Gracias a las postales, Lupe reconoce la Ópera, el Arco del Triunfo, el Trocadero, el Sena, la Torre Eiffel, el bosque de Boulogne. Luis la lleva del brazo y los paseantes vuelven la cabeza para mirarla. Lo mismo sucede en el Museo de l ’Orangerie y en el Rodin. Lupe, que conoció a Cardoza en México, tímido y callado al lado de Cuesta, descubre en él a un enamorado y un guía insuperable que la hace reír con su ingenio: «Vamos a robarnos unas cerezas». Mientras ella distrae a la vendedora, Luis se echa un puñado a la bolsa: «El hurto las hace más sabrosas. Todo lo prohibido es más sabroso». Las comen en una banca al borde del Sena. Cardoza y Aragón le hace la corte y Lupe descubre que es un hombre sensible y muy atractivo. «¡Pero qué inteligente eres!», exclama Lupe encantada. Menciona a Marc Chadourne, empeñado en escribir un libro llamado Anáhuac, o el indio sin plumas, lo sabe todo de Rimbaud, Verlaine y Valéry. La lleva al Louvre y extiende los brazos ante la Victoria alada de Samotracia para decir la frase que más tarde se volverá célebre: «La crítica de arte es la Venus de Milo llevando en sus manos la cabeza de la Victoria de Samotracia». «¡No cabe duda, tú vas a pasar a la historia!», constata Lupe, quien se detiene ante Rubens: «Estoy segura de que muchos mexicanos les morderían las nalgas a estas gordas». Invita a su enamorado: «Vamos al Dôme, a La Rotonde, para recordar a Diego». «Lupe, no me alcanza». «Yo traigo dinero, te convido». Lupe no cabe dentro de sí de la felicidad. «¡Virgen de Zapopan, qué elegantes son los franceses! Ellos sí que saben vivir».
En el Boulevard Saint Michel, en Montparnasse, en Les Deux Magots, tomado del brazo de Lupe, Luis la presume como su trofeo personal. ¡Que todos crean que es suya! Hombres y mujeres vuelven la cabeza para mirarla y Cardoza aprieta el brazo para que no quepa la menor duda: «Esta es mía». Encantado, le asesta sus teorías sobre la índole femenina, en la que —según él— es experto.
—Hay que entender la psicología de las mexicanas; tú, por ejemplo, eres de las menos mexicanizadas, sin embargo, no has podido liberarte. Mira, tanto a la mexicana como a la guatemalteca les gusta sentirse víctimas. Ustedes se quejan del machismo pero son las que educan a sus hijos. Recuerda nomás a tu suegra, Natalia…
—No todas somos así, mírame a mí, mandé todo a volar.
—De ti mejor no hablemos, eres única; te voy a presentar a mis amigos para que te descubran.

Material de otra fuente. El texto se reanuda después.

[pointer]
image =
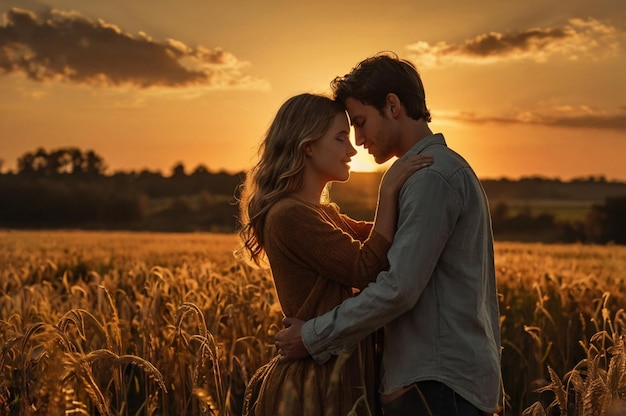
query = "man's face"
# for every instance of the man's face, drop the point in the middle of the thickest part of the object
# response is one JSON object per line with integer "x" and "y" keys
{"x": 371, "y": 130}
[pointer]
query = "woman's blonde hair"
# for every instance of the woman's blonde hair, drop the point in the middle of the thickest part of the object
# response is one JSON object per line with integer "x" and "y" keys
{"x": 300, "y": 120}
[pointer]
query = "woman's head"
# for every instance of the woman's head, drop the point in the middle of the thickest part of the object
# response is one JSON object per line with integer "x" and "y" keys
{"x": 300, "y": 121}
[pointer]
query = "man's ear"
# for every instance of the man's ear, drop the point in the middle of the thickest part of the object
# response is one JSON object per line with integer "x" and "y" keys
{"x": 308, "y": 149}
{"x": 393, "y": 102}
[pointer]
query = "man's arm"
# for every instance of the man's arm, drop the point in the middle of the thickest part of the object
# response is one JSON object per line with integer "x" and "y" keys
{"x": 428, "y": 212}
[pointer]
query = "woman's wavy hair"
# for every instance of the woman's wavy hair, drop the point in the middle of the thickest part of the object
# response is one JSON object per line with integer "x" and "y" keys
{"x": 300, "y": 120}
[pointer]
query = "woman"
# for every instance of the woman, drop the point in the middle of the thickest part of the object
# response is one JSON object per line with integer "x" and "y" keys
{"x": 316, "y": 255}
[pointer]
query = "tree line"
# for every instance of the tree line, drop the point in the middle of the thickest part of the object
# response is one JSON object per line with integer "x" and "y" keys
{"x": 68, "y": 188}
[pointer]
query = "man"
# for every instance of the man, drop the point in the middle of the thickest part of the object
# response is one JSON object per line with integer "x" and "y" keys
{"x": 438, "y": 300}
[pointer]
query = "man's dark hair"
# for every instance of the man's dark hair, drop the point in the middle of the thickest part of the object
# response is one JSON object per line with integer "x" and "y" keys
{"x": 375, "y": 77}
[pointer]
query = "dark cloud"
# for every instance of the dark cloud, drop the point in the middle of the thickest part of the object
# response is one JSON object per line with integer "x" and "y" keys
{"x": 563, "y": 117}
{"x": 577, "y": 39}
{"x": 66, "y": 46}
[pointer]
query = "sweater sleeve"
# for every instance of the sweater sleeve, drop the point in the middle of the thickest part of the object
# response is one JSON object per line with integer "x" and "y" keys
{"x": 310, "y": 239}
{"x": 361, "y": 228}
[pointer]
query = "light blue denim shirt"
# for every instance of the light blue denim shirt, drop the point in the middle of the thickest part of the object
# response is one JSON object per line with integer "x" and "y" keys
{"x": 438, "y": 299}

De vez en cuando, Luis la consulta.
—Vamos a ver si te gusta este verso: «Los veleros se han atado pañuelos blancos al cuello».
—Sí, es gracioso.
—Yo lo escribí —sonríe como niño.
Lupe jamás se cansa, quiere conocer hasta los túneles en los que se escondía el fantasma de la Ópera. «Oye, tú, llévame al Altar Mayor de Notre Dame para ver cómo se suicidó la Rivas Mercado». «¡Ay, no seas paya! ¿Conoces a Chagall? ¿Conoces a Matisse? ¿Conoces a Marc Chadourne?», pregunta Cardoza y Aragón, que le cuenta que Baudelaire amó a una negra y que la pasión entre Paul Verlaine y Arthur Rimbaud fue primero un escándalo y luego una tragedia, hasta que aburre a Lupe: «¡Ya cállate, tú me pareces el más ebrio de todos los barcos!». Cardoza insiste:
«Me duele el aire... Me oprimen tus manos absolutas, rojas de besos y relámpagos, de nubes y escorpiones».
Cardoza y Aragón se empeña en atenazarla y recitarle su poesía y la de Rimbaud mientras caminan por la calle. Intenta besarla y Lupe lo rechaza:
—No te hagas la remilgosa, si Cuesta es más feo que un renacuajo.